Kurz noch zum Sachverhalt: Die in der Volksrepublik China (!) ansässige Antragstellerin stellte Elektroartikel her. Zu ihren Produkten gehörte unter anderem ein USB-Adapterstecker, dessen Form durch das Gemeinschaftsgeschmacksmuster … geschützt war.Die Antragsgegnerin handelte u.a. mit Zubehörteilen für Kommunikationsgeräte und betrieb unter der Adresse www…de einen Internetshop, auf der sie unter anderem die angegriffene Ausführungsform des USB-Adaptersteckers anbot.  Die Antragstellerin hatte darin eine Verletzung ihres Gemeinschaftsgeschmacksmusters gesehen und die Antragsgegnerin ohne vorherige Abmahnung, aber nach einem Hinweis auf ein zu ihren Gunsten bestehendes „Patentrecht“ im Eilverfahren auf Unterlassung, Auskunftserteilung und auf Herausgabe der nach ihrer Auffassung geschmacksmusterverletzenden Erzeugnisse an den zuständigen Gerichtsvollzieher zur Sequestration in Anspruch genommen. Das zunächst angerufen LG Frankfurt a.M. hatte dem Eilantrag auf Unterlassung und Auskunftserteilung stattgegeben, aber den Antrag auf Beschlagnahme („Sequestrationsantrag“) mit der Begründung abgewiesen, eine Vereitelung der Sicherstellung zum Zwecke der Vernichtung sei nicht zu befürchten.

Für den Sequestrationsantrag sei, so der Senat, erforderlich, dass für die Durchsetzung des Vernichtungsanspruchs ein eigenständiges Sicherungsbedürfnis bestehe (Senat, Beschluss vom 24.10.2005 Az. 6 W 149/05 -GRUR 2005, 264).
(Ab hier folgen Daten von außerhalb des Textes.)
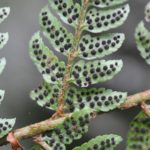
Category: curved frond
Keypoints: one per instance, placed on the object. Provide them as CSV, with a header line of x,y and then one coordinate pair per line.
x,y
54,31
92,47
103,20
71,129
88,73
106,3
139,133
142,37
100,100
103,142
67,10
46,62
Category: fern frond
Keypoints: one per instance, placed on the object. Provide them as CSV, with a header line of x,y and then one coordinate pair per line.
x,y
108,142
54,31
67,10
106,4
46,62
85,74
76,99
92,47
72,129
6,125
142,37
61,95
103,20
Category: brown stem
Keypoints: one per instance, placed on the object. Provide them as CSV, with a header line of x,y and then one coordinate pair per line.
x,y
41,127
71,57
136,99
38,140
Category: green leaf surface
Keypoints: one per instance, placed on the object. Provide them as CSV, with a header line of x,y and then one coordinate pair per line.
x,y
100,100
57,35
2,64
139,133
103,20
6,126
46,62
67,10
3,39
71,129
106,3
147,12
108,142
4,12
46,95
92,47
76,99
142,37
88,73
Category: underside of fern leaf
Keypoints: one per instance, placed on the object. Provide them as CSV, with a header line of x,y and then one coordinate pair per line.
x,y
6,125
108,142
73,128
68,84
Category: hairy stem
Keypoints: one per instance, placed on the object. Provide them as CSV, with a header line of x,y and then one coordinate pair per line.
x,y
72,56
38,140
136,99
35,129
41,127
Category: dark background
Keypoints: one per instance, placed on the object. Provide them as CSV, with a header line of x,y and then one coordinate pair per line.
x,y
20,75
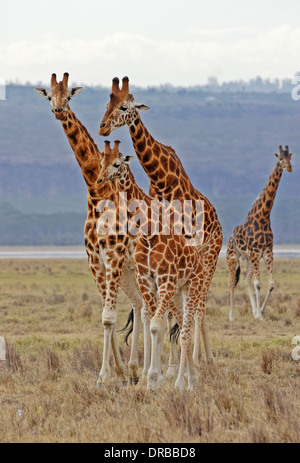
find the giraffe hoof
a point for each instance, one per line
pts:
(133, 381)
(171, 372)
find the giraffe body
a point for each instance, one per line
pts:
(110, 257)
(253, 240)
(169, 273)
(168, 179)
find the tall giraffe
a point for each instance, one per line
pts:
(165, 265)
(168, 179)
(253, 239)
(115, 266)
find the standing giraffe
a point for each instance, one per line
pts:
(116, 267)
(168, 180)
(254, 239)
(169, 271)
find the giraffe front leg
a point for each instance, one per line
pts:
(129, 286)
(155, 377)
(233, 266)
(173, 363)
(268, 257)
(248, 280)
(257, 284)
(186, 355)
(109, 319)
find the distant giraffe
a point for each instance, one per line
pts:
(115, 266)
(254, 239)
(168, 179)
(169, 271)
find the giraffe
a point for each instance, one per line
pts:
(116, 268)
(253, 240)
(168, 179)
(165, 265)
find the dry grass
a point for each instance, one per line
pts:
(51, 318)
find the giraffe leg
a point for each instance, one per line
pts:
(257, 283)
(248, 280)
(109, 319)
(173, 358)
(210, 260)
(207, 346)
(191, 303)
(233, 266)
(155, 377)
(268, 258)
(129, 287)
(148, 292)
(147, 341)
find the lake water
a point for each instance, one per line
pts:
(78, 252)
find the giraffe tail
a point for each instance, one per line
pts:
(128, 328)
(237, 275)
(174, 333)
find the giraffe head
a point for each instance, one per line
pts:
(113, 164)
(121, 108)
(59, 95)
(284, 158)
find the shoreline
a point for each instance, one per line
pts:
(78, 252)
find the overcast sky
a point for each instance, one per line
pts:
(153, 42)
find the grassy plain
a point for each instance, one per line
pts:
(51, 318)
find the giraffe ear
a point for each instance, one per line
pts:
(42, 92)
(128, 159)
(75, 91)
(141, 107)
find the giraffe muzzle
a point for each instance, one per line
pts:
(104, 130)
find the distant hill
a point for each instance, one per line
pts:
(225, 137)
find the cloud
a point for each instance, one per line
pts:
(235, 53)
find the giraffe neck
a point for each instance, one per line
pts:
(85, 149)
(128, 185)
(266, 198)
(160, 162)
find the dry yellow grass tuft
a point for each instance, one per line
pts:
(50, 316)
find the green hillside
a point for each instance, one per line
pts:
(225, 137)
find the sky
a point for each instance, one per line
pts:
(176, 42)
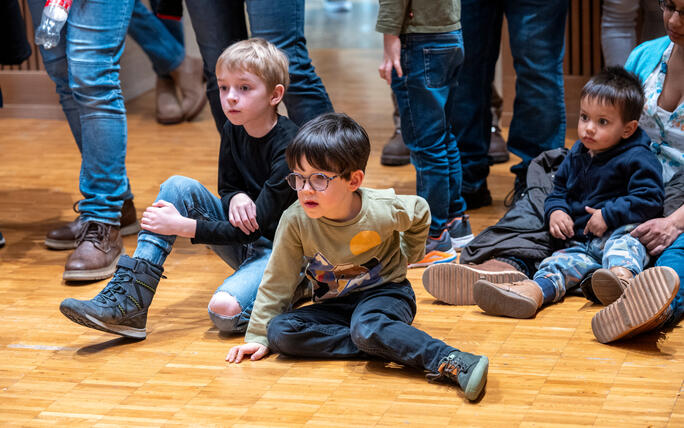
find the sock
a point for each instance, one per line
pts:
(548, 289)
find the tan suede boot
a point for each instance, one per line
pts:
(644, 306)
(609, 284)
(168, 108)
(453, 283)
(189, 78)
(65, 237)
(520, 299)
(95, 257)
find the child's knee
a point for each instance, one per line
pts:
(225, 305)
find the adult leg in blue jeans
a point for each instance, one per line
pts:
(85, 69)
(536, 30)
(121, 307)
(430, 63)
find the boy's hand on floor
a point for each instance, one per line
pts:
(596, 224)
(236, 353)
(391, 57)
(163, 218)
(561, 225)
(242, 213)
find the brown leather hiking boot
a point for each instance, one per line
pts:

Hinsichtlich der insoweit zu stellenden Anforderungen sei einerseits zu beachten, dass der Anspruchsgegner, dem der Vertrieb der Verletzungsgegenstände ohnehin untersagt sein werde, weil der Sequestrationsanspruch regelmäßig nur flankierend zu einem Unterlassungsanspruch geltend gemacht werden würde, durch die Verpflichtung zur Herausgabe der Verletzungsgegenstände an den Gerichtsvollzieher keine erhebliche weitere Beeinträchtigung seiner Rechte erfahre (in diesem Sinne auch: Köhler/Bornkamm, UWG, 28. Aufl., § 12 Rd 1.48). Andererseits sei – zugunsten des Anspruchsgegners – zu berücksichtigen, dass eine Obliegenheit zur Abmahnung in Fällen des begründeten Sequestrationsanspruchs regelmäßig deshalb nicht bestehe, weil dies dem Zweck des Sequestrationsverfahrens zuwider liefe (Senat, Beschl. v. 09.08.2002 – 6 W 103/02GRUR 2002, 1096 – juris-Tz 3) und dem Anspruchsgegner deshalb auch im Falle eines sofortigen Anerkenntnisses die Kostenfolge des § 93 ZPO nicht zugute komme.

Unter Berücksichtigung dieser Grundsätze überwiegt nach Auffassung des Senats in dem vorliegenden Fall das Sicherungsinteresse der Antragstellerin.

Die Antragstellerin habe vorgetragen und durch Vorlage der Email der Antragsgegnerin vom 06.08.2009 (Bl. 67 f) glaubhaft gemacht, dass sich die Antragsgegnerin als Importeur und Großhändler betätigt habe und dabei an einem Bezug der rechtsverletzenden USB-Adapterstecker in einer erheblichen Stückzahl interessiert gewesen sei. Denn dort gebe sie ihr Preislimit für einen Einkauf von bis zu 10.000 Stück an. Die geringste von ihr nachgefragte Stückzahl liege immerhin noch bei 1.000 Einheiten. Wenn die Antragsgegnerin – wovon auszugehen sei – Einkäufe in dieser Größenordnung getätigt habe, bedeute dies, dass sie über erhebliche Lagerbestände verfüge, die nunmehr innerhalb des Geltungsbereichs der Unterlassungsverfügung (Bundesrepublik Deutschland) unverkäuflich geworden seien. Es bestehe daher ein beachtlicher wirtschaftlicher Anreiz der Antragsgegnerin, die Verletzungsgegenstände auf andere Weise abzusetzen, um so der Vernichtung der Geräte zu entgehen. Hinzu kommt, dass die relativ kleinen USB-Adapterstecker ohne Weiters beiseite geschafft werden könnten.